8 Responses to “Windows Vista’s idea of a restart”

  1. If I remember correctly my shutdown-option worked correctly when running in a virtual environment. Haven’t read the whole story (just the chase ;)), but I must say I found it kind of funny to read. Really weird though.

  2. Els says:

    Yes, I think "weird" kinda covers it 🙂

    (see also the update above)

  3. I’ve discussed this with a friend who dualboots XP/Vista too (and uses Vista almost fulltime) and he told me you should always use the XP-drivers, not the Vista beta-drivers. Maybe this helps, cause he has no problems at all.

  4. Els says:

    Good idea, thanks. When I installed Vista, it wanted me to load drivers for two devices, one was an unknown device, so I just skipped it, and the other one was the nic I think. Next reboot I’ll delete the driver in Vista, and load the XP driver for it, see if it helps.

  5. JohnnieK says:

    I have Beta 2 loaded on a removeable hard drive. After install and booting from the removeable drive all Internet is good. But then I want more and I install a driver for my RAID drives, which gives me access to my music and such. But then I shut down and boot up the next day and get a dialog asking if my network is shared or private. I say shared (home network). It says it has to reboot, and after the reboot my network connection is trashed. My network card is still visible and "working properly" according to device manager, but the networking control panel says I don’t have any networking hardware. Once burned…

    So I want the Vista experience and I reinstall it, and the whole experience repeats itself. Again I have no network connection and every attempt to create a new one fails. This time I even installed another NIC but to no avail.
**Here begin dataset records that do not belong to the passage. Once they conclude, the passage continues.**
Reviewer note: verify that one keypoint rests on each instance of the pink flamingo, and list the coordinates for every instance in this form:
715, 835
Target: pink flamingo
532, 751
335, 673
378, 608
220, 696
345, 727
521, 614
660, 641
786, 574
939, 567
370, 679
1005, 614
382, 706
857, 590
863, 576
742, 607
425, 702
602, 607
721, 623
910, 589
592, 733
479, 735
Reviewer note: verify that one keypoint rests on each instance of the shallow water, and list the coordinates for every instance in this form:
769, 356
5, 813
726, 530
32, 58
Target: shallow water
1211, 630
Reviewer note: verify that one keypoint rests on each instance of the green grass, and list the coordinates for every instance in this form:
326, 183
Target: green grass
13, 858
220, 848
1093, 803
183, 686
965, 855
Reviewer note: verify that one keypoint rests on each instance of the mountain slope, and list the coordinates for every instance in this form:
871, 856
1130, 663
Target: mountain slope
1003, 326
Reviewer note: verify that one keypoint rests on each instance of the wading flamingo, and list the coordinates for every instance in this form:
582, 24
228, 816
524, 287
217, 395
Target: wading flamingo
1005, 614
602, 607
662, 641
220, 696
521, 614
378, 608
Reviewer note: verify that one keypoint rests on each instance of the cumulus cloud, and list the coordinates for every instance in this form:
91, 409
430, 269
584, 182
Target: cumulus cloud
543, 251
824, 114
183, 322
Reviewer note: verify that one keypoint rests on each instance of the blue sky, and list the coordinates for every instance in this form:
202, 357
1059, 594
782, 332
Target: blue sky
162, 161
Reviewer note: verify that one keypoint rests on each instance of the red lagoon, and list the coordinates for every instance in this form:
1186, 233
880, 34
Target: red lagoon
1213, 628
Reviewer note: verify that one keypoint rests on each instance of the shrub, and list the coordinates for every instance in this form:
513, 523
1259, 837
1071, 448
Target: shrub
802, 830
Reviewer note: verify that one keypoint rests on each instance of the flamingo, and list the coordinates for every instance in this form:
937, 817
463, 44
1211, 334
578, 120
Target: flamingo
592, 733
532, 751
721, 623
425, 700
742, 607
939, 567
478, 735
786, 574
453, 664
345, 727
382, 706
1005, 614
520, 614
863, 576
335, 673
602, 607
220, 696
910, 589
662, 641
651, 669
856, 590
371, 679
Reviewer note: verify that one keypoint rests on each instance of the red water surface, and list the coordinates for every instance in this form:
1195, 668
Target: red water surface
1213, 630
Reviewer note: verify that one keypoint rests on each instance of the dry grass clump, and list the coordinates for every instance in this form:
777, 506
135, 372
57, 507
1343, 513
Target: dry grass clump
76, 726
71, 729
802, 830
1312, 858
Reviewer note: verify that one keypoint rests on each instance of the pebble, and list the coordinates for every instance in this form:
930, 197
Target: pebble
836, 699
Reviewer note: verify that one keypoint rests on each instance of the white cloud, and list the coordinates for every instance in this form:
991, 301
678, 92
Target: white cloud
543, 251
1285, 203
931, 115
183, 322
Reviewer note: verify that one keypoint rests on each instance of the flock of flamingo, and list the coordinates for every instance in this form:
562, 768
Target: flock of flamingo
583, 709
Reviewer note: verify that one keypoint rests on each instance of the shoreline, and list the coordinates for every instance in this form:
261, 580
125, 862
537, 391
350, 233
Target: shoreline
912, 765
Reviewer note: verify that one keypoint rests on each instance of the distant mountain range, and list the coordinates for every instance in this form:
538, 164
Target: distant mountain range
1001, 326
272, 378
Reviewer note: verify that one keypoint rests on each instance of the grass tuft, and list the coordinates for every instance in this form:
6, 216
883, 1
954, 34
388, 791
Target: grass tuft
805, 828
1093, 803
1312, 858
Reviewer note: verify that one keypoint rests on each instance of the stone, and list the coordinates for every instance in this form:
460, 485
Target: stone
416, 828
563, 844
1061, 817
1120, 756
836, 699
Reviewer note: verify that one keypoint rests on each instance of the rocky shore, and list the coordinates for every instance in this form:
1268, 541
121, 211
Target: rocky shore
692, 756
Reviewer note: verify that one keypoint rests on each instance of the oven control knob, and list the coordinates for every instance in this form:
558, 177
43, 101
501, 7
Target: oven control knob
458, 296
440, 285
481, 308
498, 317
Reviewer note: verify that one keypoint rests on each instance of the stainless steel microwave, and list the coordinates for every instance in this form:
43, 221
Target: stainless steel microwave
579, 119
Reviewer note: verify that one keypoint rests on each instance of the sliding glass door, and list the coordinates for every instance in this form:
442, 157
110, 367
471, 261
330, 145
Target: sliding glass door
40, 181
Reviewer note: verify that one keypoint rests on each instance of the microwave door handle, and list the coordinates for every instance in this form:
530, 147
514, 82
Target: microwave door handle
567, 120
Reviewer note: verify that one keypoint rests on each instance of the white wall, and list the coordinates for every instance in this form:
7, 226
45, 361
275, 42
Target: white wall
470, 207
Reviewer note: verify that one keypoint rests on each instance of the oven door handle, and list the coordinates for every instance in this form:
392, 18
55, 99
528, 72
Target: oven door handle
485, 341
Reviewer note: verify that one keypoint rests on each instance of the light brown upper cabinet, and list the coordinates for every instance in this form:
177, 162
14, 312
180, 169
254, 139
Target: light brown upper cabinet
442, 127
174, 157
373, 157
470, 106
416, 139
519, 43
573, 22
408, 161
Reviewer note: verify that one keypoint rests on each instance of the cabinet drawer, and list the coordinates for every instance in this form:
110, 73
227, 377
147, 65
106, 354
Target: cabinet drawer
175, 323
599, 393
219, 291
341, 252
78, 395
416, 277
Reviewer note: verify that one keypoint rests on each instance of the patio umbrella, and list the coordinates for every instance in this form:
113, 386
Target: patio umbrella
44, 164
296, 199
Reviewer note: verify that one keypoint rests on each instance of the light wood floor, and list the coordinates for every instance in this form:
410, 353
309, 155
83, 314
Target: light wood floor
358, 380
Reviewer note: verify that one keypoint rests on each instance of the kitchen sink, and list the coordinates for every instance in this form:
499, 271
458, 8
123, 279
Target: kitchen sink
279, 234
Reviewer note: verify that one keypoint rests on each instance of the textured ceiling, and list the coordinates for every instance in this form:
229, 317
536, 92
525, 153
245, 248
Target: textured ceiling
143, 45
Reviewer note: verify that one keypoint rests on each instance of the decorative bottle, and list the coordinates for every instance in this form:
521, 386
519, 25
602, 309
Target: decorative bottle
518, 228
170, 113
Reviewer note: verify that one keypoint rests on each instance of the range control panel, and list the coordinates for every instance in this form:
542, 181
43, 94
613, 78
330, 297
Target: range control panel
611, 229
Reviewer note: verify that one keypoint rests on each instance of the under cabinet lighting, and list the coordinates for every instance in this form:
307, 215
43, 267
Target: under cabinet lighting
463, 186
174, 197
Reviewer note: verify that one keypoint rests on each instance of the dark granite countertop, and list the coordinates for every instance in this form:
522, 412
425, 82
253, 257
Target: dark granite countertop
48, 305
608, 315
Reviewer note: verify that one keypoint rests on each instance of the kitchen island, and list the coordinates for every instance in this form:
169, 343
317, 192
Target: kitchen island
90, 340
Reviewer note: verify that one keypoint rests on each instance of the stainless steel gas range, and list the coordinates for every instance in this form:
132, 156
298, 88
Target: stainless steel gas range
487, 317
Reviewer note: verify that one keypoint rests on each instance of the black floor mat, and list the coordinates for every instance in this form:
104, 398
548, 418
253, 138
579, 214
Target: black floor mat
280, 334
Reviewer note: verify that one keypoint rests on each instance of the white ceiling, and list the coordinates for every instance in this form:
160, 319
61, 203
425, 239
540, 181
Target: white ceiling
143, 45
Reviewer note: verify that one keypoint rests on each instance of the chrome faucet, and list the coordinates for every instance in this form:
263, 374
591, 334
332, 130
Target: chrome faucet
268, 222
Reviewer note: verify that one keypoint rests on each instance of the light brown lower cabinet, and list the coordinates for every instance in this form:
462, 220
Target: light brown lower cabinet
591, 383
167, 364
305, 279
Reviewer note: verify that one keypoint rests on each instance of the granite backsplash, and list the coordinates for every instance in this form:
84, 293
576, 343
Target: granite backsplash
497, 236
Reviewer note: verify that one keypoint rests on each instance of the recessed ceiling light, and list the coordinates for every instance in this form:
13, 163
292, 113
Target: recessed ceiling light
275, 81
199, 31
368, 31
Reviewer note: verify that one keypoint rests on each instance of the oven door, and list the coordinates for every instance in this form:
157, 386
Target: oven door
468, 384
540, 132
    I’d like to hear if anyone has any more insights on the disappearing network connections.

  6. Els says:

    I haven’t found a real cause yet, but I did find a better workaround: switch off the electricity of the pc. Not just the big button, but really pull the plug so to speak. (Well, and then switch it on again of course :-))

    This seems to tell the network card that a new day has come and it can forget whatever it is Vista told it to do yesterday? No idea really, but for me it works. If I shut off the electrics, then switch ’em back on, then start the pc, the network connection comes on and stays on, regardless of which OS I start up.

    As for access to your music – does your soundcard work in Vista? Mine doesn’t 🙁

  7. Sarah says:

    Don’t know much about any of this but find it very interesting considering I have a Mac!

  8. George says:

    I too am having an issue with vista shutdown. I want the nic to remain on after a shutdown. I’ve tried the Microsoft drivers and the Intel drivers to no avail. This worked in XP. My Bios supports WOL from the off state, but only if the nic stays "warm" obviously. Anyone know how to keep the NIC on after shutdown? Possibly some registry entries to change??